Farmers and non-farm rural communities need not just technology but also the capacity to make innovative use of the Internet, says Prof. Helen Hambly, School of Environmental Design and Rural Development (SEDRD). She says building that capacity is critical to ensuring services work in sizeable rural areas that have more limited access to broadband than their urban cousins do.

She's completing a research paper intended to help guide the provincial government in supporting high-speed Internet expansion in rural Ontario.

Hambly says people living on farms and in rural communities lag behind their urban counterparts in broadband use. She adds that Ontario in general trails Alberta and British Columbia in networking its citizens.

“Ontario should not get left behind in this,” she says.

Her research this year shows that farmers and rural dwellers can benefit from Internet access for a variety of uses. Some communities rely on e-mail and, less often, VOIP (Voice Over Internet Protocol or phone calls over the Internet) to run producer co-ops, sell farm products and share information among farmers, producers and customers.

Ontario's agricultural producers are working in an increasingly global economy, says Hambly. “The information they require is moving at faster speeds.”
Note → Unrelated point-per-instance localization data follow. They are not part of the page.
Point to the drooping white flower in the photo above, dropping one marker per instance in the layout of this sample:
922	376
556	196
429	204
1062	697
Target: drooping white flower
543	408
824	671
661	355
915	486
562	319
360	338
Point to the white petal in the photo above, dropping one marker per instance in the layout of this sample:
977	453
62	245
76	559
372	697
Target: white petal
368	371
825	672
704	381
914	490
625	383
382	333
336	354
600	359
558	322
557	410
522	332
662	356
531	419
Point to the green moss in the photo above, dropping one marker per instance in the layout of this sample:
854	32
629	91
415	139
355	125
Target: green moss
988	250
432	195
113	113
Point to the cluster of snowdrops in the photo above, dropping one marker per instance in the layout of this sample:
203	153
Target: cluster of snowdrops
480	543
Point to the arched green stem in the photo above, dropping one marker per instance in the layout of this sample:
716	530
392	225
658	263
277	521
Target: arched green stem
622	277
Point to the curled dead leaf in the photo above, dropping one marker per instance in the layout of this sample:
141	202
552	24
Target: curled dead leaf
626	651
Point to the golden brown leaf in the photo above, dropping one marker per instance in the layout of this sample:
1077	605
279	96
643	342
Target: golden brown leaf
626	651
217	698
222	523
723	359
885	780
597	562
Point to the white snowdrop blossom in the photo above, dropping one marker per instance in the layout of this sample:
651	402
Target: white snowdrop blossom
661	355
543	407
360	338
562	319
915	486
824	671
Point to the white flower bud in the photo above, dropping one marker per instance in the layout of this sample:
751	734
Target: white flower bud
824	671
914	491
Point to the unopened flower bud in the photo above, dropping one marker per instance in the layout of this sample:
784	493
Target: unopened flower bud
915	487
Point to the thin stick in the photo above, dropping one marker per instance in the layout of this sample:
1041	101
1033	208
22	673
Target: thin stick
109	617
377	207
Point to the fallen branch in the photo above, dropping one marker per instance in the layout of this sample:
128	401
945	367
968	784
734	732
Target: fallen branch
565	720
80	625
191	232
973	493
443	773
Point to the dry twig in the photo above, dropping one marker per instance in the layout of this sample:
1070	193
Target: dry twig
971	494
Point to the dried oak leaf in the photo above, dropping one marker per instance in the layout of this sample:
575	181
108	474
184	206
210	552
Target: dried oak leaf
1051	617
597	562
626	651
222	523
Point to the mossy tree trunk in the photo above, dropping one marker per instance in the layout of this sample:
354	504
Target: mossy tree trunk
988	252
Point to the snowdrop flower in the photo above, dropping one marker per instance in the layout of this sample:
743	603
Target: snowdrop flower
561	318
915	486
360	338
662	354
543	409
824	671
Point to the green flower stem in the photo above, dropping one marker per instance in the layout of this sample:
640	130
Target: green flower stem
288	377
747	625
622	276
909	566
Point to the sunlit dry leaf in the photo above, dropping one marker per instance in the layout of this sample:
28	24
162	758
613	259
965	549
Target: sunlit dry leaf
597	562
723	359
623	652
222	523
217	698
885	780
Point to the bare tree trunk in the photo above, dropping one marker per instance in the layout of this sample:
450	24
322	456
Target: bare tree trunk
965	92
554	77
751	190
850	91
People living in rural communities might also use broadband — and such features as video streaming, sharing of graphic and text files, and access to portals — to help run non-profit organizations or small businesses, to engage in telework or to pursue distance education.
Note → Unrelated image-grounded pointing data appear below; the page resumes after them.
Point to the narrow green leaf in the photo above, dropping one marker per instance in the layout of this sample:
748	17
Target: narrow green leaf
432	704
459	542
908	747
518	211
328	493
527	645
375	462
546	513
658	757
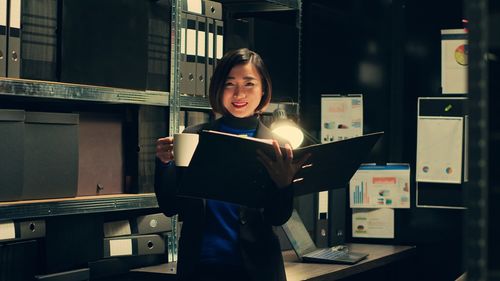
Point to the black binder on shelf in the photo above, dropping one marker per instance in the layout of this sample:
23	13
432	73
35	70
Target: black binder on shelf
158	50
190	65
72	275
12	154
147	224
32	39
183	67
212	9
3	38
225	167
14	39
134	245
210	52
21	230
201	55
219	40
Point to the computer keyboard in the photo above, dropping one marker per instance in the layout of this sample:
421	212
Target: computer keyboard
327	253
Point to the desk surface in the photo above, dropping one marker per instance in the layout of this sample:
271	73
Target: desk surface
379	255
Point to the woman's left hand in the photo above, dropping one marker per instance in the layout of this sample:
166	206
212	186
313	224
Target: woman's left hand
283	169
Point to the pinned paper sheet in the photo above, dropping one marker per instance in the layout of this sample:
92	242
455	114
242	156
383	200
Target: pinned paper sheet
341	117
454	61
439	149
380	186
373	223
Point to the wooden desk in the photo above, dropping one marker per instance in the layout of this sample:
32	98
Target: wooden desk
379	256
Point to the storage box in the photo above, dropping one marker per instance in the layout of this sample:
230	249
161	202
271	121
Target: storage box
101	154
11	154
51	155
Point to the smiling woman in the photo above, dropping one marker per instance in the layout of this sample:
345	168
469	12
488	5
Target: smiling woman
223	241
242	91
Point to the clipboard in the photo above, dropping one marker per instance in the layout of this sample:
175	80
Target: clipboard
225	167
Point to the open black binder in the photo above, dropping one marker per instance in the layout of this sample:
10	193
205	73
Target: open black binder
225	167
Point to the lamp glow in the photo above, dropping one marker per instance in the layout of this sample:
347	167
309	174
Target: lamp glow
291	133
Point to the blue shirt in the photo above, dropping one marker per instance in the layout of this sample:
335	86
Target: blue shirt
220	238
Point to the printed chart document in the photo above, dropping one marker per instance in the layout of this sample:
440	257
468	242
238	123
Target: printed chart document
439	149
225	167
373	223
380	186
341	117
454	61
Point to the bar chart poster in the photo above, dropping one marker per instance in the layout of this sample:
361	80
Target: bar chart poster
380	186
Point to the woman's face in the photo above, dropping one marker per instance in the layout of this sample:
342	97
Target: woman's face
242	90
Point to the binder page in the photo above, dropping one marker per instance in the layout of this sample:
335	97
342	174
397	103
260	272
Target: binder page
373	223
439	149
380	186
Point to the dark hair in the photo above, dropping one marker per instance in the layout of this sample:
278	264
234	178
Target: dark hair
228	61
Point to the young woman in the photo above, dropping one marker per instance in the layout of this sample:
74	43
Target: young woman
219	240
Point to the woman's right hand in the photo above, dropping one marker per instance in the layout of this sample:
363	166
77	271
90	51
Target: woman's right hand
165	149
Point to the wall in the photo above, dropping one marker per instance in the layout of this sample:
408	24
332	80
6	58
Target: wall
399	42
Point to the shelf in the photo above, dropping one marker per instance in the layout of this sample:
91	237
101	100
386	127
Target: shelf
67	91
76	205
261	6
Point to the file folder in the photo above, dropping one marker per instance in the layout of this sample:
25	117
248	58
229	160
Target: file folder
32	41
12	152
72	275
153	223
191	34
100	150
51	167
3	38
210	52
201	59
193	6
136	245
158	52
30	229
240	178
21	230
213	9
20	261
219	40
147	224
14	40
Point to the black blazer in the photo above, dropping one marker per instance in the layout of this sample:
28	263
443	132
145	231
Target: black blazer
260	248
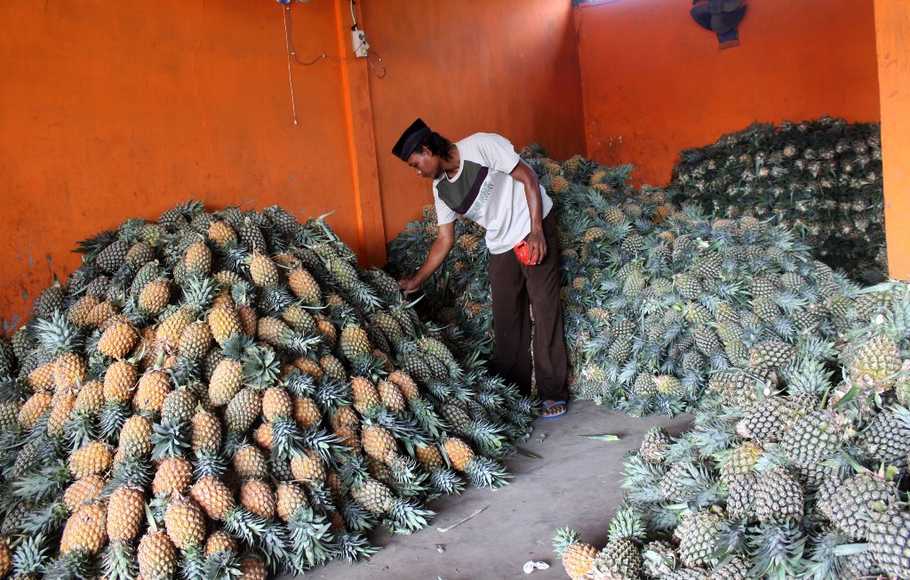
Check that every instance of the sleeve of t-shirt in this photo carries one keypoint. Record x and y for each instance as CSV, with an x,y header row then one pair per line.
x,y
497,151
444,214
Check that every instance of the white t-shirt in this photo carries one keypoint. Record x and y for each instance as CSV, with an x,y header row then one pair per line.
x,y
484,192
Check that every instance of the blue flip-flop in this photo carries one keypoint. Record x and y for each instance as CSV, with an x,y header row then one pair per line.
x,y
549,405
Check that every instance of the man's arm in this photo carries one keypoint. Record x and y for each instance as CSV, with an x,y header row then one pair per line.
x,y
537,242
445,239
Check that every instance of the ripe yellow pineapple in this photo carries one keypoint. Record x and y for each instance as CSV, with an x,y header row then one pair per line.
x,y
93,458
34,408
205,432
42,377
221,233
250,463
306,412
289,497
69,370
224,323
157,556
118,340
135,438
213,496
153,388
195,340
154,296
119,381
172,476
257,497
125,514
220,541
61,407
263,270
307,467
577,557
83,491
90,398
225,382
185,523
262,435
365,395
85,530
168,333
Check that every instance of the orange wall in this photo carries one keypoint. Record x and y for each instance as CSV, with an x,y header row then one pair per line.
x,y
507,66
115,109
654,82
892,19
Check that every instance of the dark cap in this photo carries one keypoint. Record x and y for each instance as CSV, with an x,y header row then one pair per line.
x,y
412,137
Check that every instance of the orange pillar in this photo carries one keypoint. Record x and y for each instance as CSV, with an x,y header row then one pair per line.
x,y
892,32
358,107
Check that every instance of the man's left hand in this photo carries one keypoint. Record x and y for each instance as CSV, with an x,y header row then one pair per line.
x,y
537,246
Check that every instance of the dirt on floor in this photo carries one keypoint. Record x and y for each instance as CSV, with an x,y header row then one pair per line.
x,y
575,482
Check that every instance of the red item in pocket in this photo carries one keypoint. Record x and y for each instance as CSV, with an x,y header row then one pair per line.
x,y
523,253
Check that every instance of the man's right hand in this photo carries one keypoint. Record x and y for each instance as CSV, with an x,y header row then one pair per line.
x,y
409,285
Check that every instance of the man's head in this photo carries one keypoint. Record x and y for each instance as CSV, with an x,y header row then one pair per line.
x,y
423,149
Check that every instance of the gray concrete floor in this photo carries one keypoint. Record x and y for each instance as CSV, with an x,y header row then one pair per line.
x,y
576,483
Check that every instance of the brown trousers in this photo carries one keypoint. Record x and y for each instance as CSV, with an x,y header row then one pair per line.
x,y
515,287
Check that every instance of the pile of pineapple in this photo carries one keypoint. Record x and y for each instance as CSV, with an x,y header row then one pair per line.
x,y
222,395
794,467
656,299
821,178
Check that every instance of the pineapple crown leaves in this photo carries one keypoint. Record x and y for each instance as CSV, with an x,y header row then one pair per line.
x,y
310,538
777,551
31,556
353,547
225,565
626,524
57,335
170,440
From a social perspective, Hambly believes it's important to give people tools to help them remain in their home communities rather than have to move to urban areas. It also helps rural dwellers maintain their role as environmental stewards, she says, pointing to the impact of agricultural production on quality of food and water for country and city.

She notes that many areas of rural southern Ontario — home to most of the province's agricultural and rural population — lack full broadband service. With the province's population expected to increase by about 20 per cent in the next 10 years, that area will see continued growth, she says.
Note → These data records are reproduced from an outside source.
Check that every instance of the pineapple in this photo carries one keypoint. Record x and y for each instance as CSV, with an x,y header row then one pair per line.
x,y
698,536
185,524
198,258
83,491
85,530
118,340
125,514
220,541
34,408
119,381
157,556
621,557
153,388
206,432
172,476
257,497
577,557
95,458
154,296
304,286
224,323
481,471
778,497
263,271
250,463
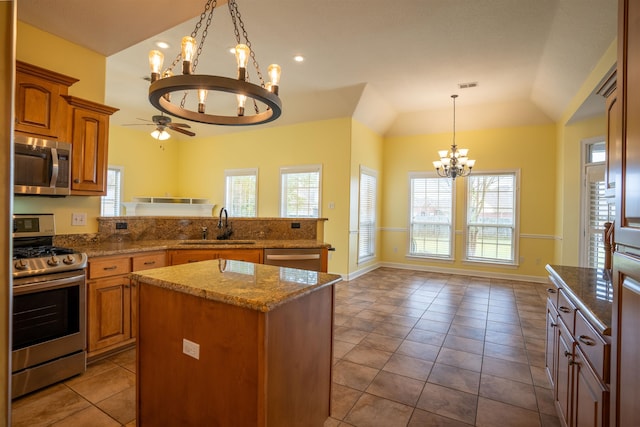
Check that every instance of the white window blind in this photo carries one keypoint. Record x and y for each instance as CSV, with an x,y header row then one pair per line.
x,y
431,216
492,217
367,215
111,203
300,191
241,192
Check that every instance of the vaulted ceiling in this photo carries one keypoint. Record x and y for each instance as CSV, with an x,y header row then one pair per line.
x,y
392,65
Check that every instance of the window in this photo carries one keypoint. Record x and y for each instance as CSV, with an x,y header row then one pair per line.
x,y
111,204
492,217
241,192
597,210
431,216
300,191
367,215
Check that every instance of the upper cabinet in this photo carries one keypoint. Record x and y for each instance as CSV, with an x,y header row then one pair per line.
x,y
39,108
89,125
627,232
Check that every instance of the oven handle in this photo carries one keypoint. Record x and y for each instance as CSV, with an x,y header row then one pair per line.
x,y
47,284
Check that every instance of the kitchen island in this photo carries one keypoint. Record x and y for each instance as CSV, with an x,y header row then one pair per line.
x,y
234,343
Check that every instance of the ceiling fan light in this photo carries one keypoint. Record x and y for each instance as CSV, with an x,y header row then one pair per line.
x,y
160,135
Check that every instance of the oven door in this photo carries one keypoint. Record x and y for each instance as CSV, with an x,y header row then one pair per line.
x,y
49,313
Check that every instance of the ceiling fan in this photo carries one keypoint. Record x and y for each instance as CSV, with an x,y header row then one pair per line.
x,y
161,122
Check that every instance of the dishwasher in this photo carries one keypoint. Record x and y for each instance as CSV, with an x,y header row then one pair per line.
x,y
304,259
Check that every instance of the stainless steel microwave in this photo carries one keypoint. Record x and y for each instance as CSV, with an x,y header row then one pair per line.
x,y
41,167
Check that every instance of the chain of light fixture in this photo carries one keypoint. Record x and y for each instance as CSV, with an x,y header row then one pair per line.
x,y
164,83
454,163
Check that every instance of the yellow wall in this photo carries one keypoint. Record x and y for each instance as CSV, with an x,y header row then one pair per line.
x,y
366,150
150,166
529,149
45,50
202,162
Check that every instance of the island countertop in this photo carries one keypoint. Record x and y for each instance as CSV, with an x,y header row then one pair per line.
x,y
591,290
255,286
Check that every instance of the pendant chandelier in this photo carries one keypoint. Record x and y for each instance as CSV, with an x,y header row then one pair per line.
x,y
185,95
453,163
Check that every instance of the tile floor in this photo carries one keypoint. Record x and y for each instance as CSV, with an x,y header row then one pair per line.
x,y
411,348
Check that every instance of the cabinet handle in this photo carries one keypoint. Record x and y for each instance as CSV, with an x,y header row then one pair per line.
x,y
586,340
“The unique thing about our project is the focus on farm families and rural communities. We're interested in how much broadband will make a difference among farm families in rural and southern Ontario.”

Since January, Hambly has been researching and writing recommendations for the provincial government with co-author Prof. John FitzSimons, SEDRD. She's working with Laxmi Pant, a PhD candidate studying agricultural innovation systems, and Peter Sykanda, a recent master's graduate who looked at information flow among Ontario poultry producers. Their project is called “Cultivating Innovation in Farm Families and Rural Communities: Capacity Development for Broadband Use in Southern Ontario.”